Dans les rangs de l’opposition, on est formel : la visite du président Michel Aoun à Dar el-Fatwa, samedi, s’inscrit dans un cadre purement électoral. Son but est d’essayer d’atténuer la colère et le sentiment de frustration provoqués au sein de la communauté sunnite par le désengagement politique du chef du Courant du futur, Saad Hariri.

Celui-ci, bien que attendu, provoque un déséquilibre substantiel au niveau de l’équilibre des forces politiques dans la perspective des législatives de mai 2022. Un déséquilibre qui a troublé de nombreuses formations politiques locales et certaines capitales arabes hostiles au repli politique de la communauté sunnite. Son effet premier a été une levée de boucliers sunnite locale contre le président Michel Aoun et son gendre, le chef du CPL, Gebrane Bassil qui tient le camp présidentiel et le Hezbollah pour responsable du choix fait par son leader.

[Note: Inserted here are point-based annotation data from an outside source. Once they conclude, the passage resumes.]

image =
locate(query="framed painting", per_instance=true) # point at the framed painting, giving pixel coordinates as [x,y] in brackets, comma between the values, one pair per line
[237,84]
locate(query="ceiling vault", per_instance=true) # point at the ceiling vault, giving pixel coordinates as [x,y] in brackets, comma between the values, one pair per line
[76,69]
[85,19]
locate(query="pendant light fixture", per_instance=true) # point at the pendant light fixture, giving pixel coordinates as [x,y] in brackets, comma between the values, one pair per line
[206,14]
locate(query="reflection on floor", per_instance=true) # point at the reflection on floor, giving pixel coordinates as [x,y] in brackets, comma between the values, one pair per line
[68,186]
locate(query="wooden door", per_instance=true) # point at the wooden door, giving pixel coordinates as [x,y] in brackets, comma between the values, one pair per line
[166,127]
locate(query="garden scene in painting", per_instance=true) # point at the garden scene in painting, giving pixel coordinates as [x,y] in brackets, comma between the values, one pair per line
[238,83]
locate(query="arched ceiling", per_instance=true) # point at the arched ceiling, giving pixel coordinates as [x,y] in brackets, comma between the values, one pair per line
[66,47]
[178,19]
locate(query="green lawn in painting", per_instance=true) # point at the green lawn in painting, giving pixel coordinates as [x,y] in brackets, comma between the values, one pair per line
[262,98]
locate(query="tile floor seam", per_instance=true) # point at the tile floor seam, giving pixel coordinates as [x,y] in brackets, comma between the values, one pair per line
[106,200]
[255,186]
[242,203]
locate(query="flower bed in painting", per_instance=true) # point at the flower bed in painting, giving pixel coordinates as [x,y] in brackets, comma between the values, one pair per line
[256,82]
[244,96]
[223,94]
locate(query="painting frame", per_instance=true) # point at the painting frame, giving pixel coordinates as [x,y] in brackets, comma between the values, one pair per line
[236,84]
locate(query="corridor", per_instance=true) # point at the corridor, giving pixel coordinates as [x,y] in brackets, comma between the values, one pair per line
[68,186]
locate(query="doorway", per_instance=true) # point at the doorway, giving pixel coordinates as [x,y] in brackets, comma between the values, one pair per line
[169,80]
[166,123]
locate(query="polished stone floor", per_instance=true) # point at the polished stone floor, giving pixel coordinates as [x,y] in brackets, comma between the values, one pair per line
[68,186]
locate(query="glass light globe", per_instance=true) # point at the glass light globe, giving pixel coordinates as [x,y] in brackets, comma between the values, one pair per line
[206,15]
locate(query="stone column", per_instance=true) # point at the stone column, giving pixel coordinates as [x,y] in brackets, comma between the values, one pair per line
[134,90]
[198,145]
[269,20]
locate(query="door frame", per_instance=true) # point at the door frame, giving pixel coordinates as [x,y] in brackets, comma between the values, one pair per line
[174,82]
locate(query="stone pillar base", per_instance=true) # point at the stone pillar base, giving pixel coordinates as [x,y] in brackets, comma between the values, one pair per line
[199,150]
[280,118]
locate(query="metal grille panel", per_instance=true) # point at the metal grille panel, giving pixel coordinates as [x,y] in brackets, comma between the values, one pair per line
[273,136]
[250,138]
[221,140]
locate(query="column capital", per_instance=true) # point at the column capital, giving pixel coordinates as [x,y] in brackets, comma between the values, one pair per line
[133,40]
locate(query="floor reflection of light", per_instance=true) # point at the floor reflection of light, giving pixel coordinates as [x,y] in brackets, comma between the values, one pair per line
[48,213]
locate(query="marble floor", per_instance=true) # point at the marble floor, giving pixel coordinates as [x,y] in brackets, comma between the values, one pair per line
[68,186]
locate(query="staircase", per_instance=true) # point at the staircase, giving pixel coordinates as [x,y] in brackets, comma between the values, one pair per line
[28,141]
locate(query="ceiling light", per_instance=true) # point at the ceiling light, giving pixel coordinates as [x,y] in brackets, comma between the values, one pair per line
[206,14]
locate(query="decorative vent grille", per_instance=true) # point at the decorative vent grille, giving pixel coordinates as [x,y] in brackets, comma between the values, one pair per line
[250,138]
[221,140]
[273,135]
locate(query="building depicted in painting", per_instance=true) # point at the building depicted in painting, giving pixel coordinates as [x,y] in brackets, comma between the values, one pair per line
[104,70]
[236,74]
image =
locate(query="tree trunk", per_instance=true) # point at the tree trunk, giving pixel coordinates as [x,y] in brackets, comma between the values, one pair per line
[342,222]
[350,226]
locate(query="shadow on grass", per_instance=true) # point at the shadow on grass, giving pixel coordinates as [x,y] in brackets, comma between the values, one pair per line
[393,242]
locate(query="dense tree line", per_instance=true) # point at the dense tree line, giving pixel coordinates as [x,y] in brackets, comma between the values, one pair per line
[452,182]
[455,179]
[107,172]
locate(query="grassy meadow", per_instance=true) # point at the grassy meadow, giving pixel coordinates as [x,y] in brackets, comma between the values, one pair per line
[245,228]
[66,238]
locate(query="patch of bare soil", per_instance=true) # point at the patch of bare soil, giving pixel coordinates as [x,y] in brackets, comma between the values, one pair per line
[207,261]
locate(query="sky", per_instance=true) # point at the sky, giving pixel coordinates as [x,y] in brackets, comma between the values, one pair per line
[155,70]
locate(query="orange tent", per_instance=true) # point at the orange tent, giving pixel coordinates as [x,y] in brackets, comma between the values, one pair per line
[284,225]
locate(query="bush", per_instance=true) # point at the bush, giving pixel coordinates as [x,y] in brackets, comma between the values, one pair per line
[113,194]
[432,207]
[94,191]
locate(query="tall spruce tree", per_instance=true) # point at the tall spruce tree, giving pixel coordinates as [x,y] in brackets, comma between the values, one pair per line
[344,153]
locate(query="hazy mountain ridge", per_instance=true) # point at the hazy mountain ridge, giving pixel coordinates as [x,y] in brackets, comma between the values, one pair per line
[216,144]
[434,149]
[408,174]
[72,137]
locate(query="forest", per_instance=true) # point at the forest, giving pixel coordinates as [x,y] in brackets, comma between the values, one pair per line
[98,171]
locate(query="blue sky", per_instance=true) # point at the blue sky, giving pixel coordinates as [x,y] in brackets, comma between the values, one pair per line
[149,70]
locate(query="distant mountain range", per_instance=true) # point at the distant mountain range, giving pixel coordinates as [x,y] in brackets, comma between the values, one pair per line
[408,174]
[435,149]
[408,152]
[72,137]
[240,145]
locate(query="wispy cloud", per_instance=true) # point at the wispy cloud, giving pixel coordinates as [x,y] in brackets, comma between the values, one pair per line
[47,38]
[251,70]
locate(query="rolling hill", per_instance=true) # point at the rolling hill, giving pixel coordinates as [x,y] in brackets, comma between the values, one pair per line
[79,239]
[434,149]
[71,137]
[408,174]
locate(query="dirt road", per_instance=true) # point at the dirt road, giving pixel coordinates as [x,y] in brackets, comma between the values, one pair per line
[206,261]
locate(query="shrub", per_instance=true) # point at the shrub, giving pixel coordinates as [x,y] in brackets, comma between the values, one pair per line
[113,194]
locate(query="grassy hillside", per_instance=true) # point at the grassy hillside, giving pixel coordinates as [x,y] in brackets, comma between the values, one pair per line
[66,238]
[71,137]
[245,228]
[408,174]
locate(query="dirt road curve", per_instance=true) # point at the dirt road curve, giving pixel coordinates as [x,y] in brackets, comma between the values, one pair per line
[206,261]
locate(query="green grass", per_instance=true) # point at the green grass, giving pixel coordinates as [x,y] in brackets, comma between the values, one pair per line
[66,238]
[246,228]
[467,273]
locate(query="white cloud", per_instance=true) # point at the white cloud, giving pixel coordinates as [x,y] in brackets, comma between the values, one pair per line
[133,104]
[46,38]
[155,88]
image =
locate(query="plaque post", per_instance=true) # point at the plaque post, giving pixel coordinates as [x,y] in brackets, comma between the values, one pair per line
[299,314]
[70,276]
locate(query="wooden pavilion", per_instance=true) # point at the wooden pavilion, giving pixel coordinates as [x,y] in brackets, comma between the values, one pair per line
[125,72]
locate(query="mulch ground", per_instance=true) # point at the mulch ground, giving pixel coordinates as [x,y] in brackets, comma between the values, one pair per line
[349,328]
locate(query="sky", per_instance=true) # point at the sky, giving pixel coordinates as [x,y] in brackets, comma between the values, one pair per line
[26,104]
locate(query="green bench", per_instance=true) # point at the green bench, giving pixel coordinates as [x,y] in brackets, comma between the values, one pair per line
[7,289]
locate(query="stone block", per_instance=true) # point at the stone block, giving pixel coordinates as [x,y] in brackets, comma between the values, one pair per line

Le chef de l’Etat dont le camp pourrait bénéficier d’un apport de voix sunnites, même minime, dans certaines circonscriptions, aurait essayé de contenir le mécontentement sunnite à travers sa visite à Dar el-Fatwa. Son objectif était double : assurer le mufti, cheikh Abdel Latif Deriane, de son attachement à la personne de Saad Hariri, en rappelant dans ce contexte l’épisode de la séquestration de ce dernier en Arabie saoudite (2017) ainsi que le rôle qu’il avait assumé afin de garantir son retour à Beyrouth et prévenir contre un boycottage sunnite des élections. Le deuxième conseil se justifiait par le fait que le chef de l’Etat aurait appris que la communauté sunnite entendait boycotter les législatives, ce que cheikh Deriane a catégoriquement démenti.

La dimension politico-électorale de la démarche présidentielle n’a pas échappé à des pôles de l’opposition, qui ont relevé l’absence de figures sunnites à Dar el-Fatwa où Michel Aoun était accueilli pour la première fois depuis son élection à la tête de l’Etat en 2016. En d’autres temps, le président aurait été accompagné ou tout au moins accueilli par le Premier ministre, aux côtés des députés et des notables de la communauté, fait ainsi remarquer une personnalité de l’opposition.